Cesar Almeida might still be too green to compete with the elite of the UFC, especially those who come from a wrestling background, but he’s doing his best in the gym to close that gap.
“Cesinha” built a long career in kickboxing before fully committing to mixed martial arts in 2021, and it only took him two years to get a contract with the UFC through Dana White’s Contender Series. For his most recent fight, a win over Ihor Potieria, he did his camp alongside UFC champion Alex Pereira, a man he has gone 1-2 against in kickboxing. Now, to battle Abdul Razak Alhassan at UFC Vegas 101 on Jan. 11, he returned home in Las Vegas to train with the likes of Sean Strickland and Chris Curtis.
“I’ve trained with [Nogueira brothers] ’Minotauro’ and ‘Minotouro’, with ‘Jacare’ [Souza], so I’m learning for a long time now,” Almeida told MMA Fighting. “I’m a new guy in MMA, I think I’m the less experienced on the [UFC] roster, but I’ve been learning a lot these past four fights I had since the Contender because now I started to dedicate only to MMA.
“Being with these guys, I get the intensity and energy they have, the willpower. You pick up something from all of them and grow even more. It’s great to be around them because I feel they want me around as well because they see that I have something. They see that I have a future in the UFC. It was great to be part of all those camps because the energy is different. They’re champions. You see how they work and how they deal with adversities in camp, and it motivates you. I’ve learned a lot this past year.”
The flip side of training with many fighters of your weight class, including an occasional training partner in Caio Borralho, is that you might have to face him down the line in the UFC. Almeida said that training together means you all evolve as athletes so “you can’t be selfish,” and competing against a friend is part of the job.
Curtis will share the card Saturday night, taking on Almeida’s former opponent Roman Kopylov, and Strickland is booked to rematch Dricus Du Plessis for the middleweight crown at UFC 312 on Feb. 8.
“He deserves it,” Almeida said of Strickland. “He works so hard. He’s kinda crazy, but he’s very honest, you know? And I see he’s very motivated. Sean never stops training. He became champion and was back in the gym the next day to train, and that’s what makes him a champion. I think he won the first Dricus fight, and I think he’s coming back better this time. I think he gets the belt back.”
Almeida sees his 185-pound clash with Alhassan this weekend at the UFC APEX as a dangerous match-up, especially in the first minutes of every round, but doesn’t expect Alhassan to keep up the same pace for much longer.
“The end of the round is the best option for us to start working and making him miss, make him spend energy and go for the finish,” Almeida said. “It’s a dangerous fight for both and that’s why they booked this fight.
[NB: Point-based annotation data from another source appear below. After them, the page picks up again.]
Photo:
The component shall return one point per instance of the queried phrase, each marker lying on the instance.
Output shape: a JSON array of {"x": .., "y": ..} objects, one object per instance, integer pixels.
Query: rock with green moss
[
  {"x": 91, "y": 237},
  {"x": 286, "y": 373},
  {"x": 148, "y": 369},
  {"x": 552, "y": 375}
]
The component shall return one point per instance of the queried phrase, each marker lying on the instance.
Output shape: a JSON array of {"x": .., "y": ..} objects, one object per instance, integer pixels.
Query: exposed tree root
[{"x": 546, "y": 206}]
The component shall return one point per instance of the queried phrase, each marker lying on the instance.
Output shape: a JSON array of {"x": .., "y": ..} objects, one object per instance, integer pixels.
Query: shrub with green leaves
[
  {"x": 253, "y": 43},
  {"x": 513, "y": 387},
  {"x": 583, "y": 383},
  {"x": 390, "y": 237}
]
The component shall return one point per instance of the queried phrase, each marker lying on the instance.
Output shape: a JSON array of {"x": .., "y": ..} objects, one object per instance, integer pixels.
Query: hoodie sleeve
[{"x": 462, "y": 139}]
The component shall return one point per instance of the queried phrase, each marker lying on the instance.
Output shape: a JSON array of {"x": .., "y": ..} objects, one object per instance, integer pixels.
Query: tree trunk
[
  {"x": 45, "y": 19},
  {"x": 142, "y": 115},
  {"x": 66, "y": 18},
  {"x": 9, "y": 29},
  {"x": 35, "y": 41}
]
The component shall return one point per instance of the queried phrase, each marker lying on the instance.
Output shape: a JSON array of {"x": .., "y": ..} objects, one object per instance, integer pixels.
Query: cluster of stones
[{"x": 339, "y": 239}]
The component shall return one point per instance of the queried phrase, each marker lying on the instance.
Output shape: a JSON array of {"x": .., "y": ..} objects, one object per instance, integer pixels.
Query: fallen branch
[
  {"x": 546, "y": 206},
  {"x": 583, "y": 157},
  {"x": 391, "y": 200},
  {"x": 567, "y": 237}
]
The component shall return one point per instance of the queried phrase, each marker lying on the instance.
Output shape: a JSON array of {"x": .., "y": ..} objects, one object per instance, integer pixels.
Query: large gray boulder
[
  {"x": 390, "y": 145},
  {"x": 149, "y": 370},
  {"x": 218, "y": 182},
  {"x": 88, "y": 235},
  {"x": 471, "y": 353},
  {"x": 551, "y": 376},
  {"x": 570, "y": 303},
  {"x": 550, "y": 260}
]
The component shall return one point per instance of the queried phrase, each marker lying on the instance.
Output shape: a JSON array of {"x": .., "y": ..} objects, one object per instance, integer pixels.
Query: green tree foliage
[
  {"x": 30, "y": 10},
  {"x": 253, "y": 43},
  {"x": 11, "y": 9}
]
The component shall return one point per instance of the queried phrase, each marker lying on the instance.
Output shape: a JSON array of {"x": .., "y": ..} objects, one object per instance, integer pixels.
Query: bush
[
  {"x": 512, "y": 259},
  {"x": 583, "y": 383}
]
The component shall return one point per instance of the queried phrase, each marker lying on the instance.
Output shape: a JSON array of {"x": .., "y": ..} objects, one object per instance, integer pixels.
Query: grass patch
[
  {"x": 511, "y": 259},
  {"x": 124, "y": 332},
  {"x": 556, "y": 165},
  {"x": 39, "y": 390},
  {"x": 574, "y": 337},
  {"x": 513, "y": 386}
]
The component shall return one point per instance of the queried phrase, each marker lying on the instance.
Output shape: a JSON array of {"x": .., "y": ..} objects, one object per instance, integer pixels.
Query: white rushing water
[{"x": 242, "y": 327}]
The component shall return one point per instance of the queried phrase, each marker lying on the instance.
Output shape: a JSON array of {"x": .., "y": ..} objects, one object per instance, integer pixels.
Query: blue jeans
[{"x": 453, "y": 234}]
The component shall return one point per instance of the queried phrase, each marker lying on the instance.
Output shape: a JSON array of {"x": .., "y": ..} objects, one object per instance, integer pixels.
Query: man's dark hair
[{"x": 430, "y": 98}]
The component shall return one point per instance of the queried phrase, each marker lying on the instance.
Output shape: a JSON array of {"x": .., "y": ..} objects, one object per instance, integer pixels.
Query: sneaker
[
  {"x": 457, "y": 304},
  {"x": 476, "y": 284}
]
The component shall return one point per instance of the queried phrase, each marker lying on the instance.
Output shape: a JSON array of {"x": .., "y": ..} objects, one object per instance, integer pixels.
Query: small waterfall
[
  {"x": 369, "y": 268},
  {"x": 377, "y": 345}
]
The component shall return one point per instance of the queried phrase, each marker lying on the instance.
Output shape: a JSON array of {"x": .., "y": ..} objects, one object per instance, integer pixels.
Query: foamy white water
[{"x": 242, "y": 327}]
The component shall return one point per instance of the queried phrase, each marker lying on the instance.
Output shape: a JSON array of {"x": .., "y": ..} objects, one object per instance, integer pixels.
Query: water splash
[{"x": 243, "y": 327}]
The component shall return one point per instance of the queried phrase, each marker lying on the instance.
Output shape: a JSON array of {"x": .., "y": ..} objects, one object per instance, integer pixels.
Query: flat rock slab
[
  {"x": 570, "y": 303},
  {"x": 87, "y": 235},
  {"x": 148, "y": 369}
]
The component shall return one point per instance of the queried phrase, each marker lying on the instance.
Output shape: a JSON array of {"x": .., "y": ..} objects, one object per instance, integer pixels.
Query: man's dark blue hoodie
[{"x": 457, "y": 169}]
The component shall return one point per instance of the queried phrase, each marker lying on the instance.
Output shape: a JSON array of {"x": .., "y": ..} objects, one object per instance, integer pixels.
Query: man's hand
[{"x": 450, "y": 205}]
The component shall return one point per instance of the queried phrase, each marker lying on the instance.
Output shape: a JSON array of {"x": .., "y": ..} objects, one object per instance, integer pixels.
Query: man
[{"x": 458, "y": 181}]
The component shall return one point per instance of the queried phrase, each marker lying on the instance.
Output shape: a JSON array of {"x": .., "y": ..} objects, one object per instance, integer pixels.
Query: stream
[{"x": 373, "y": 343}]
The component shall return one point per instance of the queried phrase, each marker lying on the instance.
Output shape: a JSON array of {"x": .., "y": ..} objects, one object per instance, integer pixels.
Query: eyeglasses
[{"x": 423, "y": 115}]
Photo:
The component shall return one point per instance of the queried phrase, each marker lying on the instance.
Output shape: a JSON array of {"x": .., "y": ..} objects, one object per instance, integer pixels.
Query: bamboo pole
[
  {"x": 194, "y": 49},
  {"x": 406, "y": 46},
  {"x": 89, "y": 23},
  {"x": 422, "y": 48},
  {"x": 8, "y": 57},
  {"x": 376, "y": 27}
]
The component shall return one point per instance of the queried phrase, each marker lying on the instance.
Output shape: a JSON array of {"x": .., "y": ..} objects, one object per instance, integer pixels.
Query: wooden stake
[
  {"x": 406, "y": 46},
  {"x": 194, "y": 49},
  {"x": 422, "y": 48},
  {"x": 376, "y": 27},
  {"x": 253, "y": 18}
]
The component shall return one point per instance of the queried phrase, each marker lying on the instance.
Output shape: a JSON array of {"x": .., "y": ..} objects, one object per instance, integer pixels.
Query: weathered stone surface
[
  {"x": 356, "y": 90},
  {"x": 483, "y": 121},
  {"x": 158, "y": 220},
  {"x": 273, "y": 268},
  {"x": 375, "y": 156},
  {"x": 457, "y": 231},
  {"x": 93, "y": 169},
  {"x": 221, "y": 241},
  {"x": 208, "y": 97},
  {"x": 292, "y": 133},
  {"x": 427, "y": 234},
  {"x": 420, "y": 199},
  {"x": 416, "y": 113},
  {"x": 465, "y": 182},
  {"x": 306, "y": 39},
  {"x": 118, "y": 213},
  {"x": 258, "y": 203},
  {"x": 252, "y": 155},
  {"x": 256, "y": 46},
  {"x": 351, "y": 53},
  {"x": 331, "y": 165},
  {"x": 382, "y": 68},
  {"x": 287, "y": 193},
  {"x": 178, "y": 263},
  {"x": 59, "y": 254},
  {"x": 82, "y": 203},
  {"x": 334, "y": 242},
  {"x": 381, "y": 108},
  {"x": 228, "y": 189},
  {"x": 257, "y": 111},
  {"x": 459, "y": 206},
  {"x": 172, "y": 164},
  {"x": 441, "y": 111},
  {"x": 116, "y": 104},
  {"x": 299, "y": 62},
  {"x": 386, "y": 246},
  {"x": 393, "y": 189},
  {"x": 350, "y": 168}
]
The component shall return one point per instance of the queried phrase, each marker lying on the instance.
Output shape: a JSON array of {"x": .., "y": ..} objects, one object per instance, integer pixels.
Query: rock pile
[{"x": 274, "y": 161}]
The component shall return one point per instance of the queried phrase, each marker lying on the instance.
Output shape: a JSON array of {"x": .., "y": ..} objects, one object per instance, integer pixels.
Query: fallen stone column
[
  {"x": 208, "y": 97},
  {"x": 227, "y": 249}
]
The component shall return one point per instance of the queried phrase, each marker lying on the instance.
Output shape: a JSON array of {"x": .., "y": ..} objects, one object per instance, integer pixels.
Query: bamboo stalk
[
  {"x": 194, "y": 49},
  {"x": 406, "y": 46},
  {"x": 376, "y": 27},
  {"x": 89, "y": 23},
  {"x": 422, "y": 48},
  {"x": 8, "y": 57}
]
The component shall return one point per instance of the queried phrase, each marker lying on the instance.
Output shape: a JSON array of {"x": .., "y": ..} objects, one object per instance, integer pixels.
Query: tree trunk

They want to see blood [laughs].”
Almeida admits his last victory wasn’t as exciting as he hoped for, and says sometimes you have to prioritize wins over spectacles. That’s not the case against Alhassan, though.
“We’ll have to take risks this time because he’s a knockout artist,” Almeida said. “I’ll go for the same thing, but we have to be ready for everything. The Kopylov fight was a lesson. We didn’t expect him to try takedowns and that caught me by surprise. We’re prepared for everything now, the worst and the best. There’s no easy fights here, but we’re ready.”